Да, да, руки. Где у нее были руки? Ведь с ним-то она до сих пор довольно сдержанна. Как повелось сначала, так продолжается и теперь. Да и к тому же — муж, с ним всегда скованнее, не забудешься, а там, с другим, он чувствовал, он уверен был, наверняка происходило иначе. И его жгло болезненное любопытство, неодолимое желание посмотреть, как было… Хотелось сделать себе еще больнее, и в этом содержалось какое-то иступленное наслаждение. Он иногда даже начинал фантазировать на эту тему. Знай он тогда о встречах, как бы он проследил их… И вот они вошли, и он тоже каким-то фантастическим образом проник в его квартиру и сориентировался уже, спрятался. И вот «тот» подходит к ней, и они обнимаются, она сама обнимает его! — Но он не прерывает свидания, хотя может выйти из своего укрытия, нагрянуть, смутить, отомстить и ощутить удовлетворение от растерянности на их лицах, но нет, он не появляется. И вот они целуются, и садятся на постель. Ну вот тут, казалось бы, и выйти, — не выйти ли?
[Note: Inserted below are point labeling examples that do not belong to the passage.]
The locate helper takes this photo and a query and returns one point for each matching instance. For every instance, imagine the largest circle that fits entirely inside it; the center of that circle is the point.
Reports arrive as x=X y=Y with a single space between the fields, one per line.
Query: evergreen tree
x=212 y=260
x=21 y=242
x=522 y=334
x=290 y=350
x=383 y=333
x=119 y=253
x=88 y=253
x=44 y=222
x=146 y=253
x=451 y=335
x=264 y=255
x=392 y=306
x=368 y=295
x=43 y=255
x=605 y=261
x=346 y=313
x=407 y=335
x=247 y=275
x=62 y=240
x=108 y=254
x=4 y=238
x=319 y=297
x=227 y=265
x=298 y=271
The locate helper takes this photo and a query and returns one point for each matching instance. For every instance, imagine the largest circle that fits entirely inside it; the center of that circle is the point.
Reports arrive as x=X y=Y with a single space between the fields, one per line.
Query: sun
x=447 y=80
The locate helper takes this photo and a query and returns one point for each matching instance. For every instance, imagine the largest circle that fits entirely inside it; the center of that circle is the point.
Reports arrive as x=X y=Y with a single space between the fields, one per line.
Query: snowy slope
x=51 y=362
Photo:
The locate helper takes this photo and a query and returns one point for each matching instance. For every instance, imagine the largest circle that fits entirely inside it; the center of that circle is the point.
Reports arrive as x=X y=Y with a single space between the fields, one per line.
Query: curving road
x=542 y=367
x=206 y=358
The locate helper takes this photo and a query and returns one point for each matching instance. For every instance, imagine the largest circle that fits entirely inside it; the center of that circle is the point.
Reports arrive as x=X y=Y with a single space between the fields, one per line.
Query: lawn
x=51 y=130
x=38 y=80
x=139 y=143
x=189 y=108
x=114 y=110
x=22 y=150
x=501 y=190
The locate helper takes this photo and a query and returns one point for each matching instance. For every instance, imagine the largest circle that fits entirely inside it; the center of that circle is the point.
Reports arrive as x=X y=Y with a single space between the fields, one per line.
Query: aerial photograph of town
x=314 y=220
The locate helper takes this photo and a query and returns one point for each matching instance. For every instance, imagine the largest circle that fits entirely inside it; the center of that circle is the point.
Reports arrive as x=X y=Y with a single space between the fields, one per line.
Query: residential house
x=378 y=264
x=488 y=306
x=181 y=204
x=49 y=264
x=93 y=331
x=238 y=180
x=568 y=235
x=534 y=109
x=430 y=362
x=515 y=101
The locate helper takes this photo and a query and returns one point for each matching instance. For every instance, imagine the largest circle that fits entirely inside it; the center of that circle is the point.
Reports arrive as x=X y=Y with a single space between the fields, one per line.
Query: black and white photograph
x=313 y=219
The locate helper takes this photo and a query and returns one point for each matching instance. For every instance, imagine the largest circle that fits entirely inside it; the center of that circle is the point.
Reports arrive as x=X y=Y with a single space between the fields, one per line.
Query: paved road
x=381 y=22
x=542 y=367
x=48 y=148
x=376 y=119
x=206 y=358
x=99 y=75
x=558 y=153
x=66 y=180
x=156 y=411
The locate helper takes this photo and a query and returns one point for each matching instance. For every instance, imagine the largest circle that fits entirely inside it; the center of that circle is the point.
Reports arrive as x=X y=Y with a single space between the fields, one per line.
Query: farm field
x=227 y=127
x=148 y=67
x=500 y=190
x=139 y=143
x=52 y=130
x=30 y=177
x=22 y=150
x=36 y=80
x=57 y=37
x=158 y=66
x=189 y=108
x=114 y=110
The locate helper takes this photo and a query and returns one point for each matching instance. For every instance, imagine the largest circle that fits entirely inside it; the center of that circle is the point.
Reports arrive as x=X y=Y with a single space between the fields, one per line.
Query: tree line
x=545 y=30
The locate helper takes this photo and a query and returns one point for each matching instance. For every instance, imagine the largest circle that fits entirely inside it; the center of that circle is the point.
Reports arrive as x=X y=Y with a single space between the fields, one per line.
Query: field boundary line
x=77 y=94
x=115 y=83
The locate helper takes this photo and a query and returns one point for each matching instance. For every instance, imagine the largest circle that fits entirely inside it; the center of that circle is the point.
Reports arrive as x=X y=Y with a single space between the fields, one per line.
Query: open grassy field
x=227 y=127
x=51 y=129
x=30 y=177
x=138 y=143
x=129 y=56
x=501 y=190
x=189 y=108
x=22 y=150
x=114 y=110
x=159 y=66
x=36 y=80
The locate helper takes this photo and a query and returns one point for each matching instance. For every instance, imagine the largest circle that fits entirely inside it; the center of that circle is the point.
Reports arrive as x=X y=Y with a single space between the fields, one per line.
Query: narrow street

Не кончить ли? — Но нет, и больная его фантазия раскручивает картину дальше: он ее раздевает, и вот они… — о Боже! — но он смотрит и не вмешивается, молчит и уже плачет. Мир рушится на его глазах. Его жена… Но он остается без движения…
Долго он мучит себя этой последней сценой, повторяя ее без конца, лишь с различными добавляющимися деталями, и далее его фантазия не идет, развязка, появление самого себя для него несущественны. Наоборот, он начинает прокручивать опять все сначала, в несколько другом варианте, в другой интерпретации, в другом ракурсе: первым вошел он и где спрятался, а потом уже они, или еще что-то иное — но как ни варьируя, как ни оттягивая, все равно главной целью имея последний заключительный момент. Он уже не может остановиться, желание мучить себя настолько же сильно, как и желание этого родного и до малейшей подробности знакомого ему тела.
Он уже не сидит за столом, а стоит у окна, смотрит в него и думает. И вдруг спохватывается:
— А может быть, еще не поздно подсмотреть?.. Она сказала ему об этом через три месяца после конца их романа, а с тех пор прошел почти еще год. Но ведь он звонит ей иногда на работу, она рассказывала. И пусть она шутит, что это у них как платоническая любовь, что она ему тогда отказала, сама отказала, он ответил «вольному — воля», но где гарантия, что отказав в то время, она выдерживает это и теперь?..
Хотя нет, это уже слишком. Он ей должен верить. К чему ей врать, она же сама ему призналась. Она всегда старалась быть честной… И они тогда жили хорошо, а это, хотя и прошедшее, видимо, ее угнетало. Повод еще был, он что-то случайно нащупал у нее в кармане халата, но она оттолкнула его руку, сказав с улыбкой: «Не лазь, а то опять найдешь что-нибудь». А это что-нибудь однажды уже было, когда он так же обнаружил какую-то бумагу, но она не дала ему посмотреть и убежала в туалет, чтобы выбросить. Он тогда не придал этому значения, решив, что это, как всегда, какая-нибудь невинная любовная записочка, к которым он привык и которые позволял, устанавливая в их отношениях определенную свободу. Чужая записка, которую даже по элементарным соображениям она показывать была не должна. Но оказалось все серьезнее.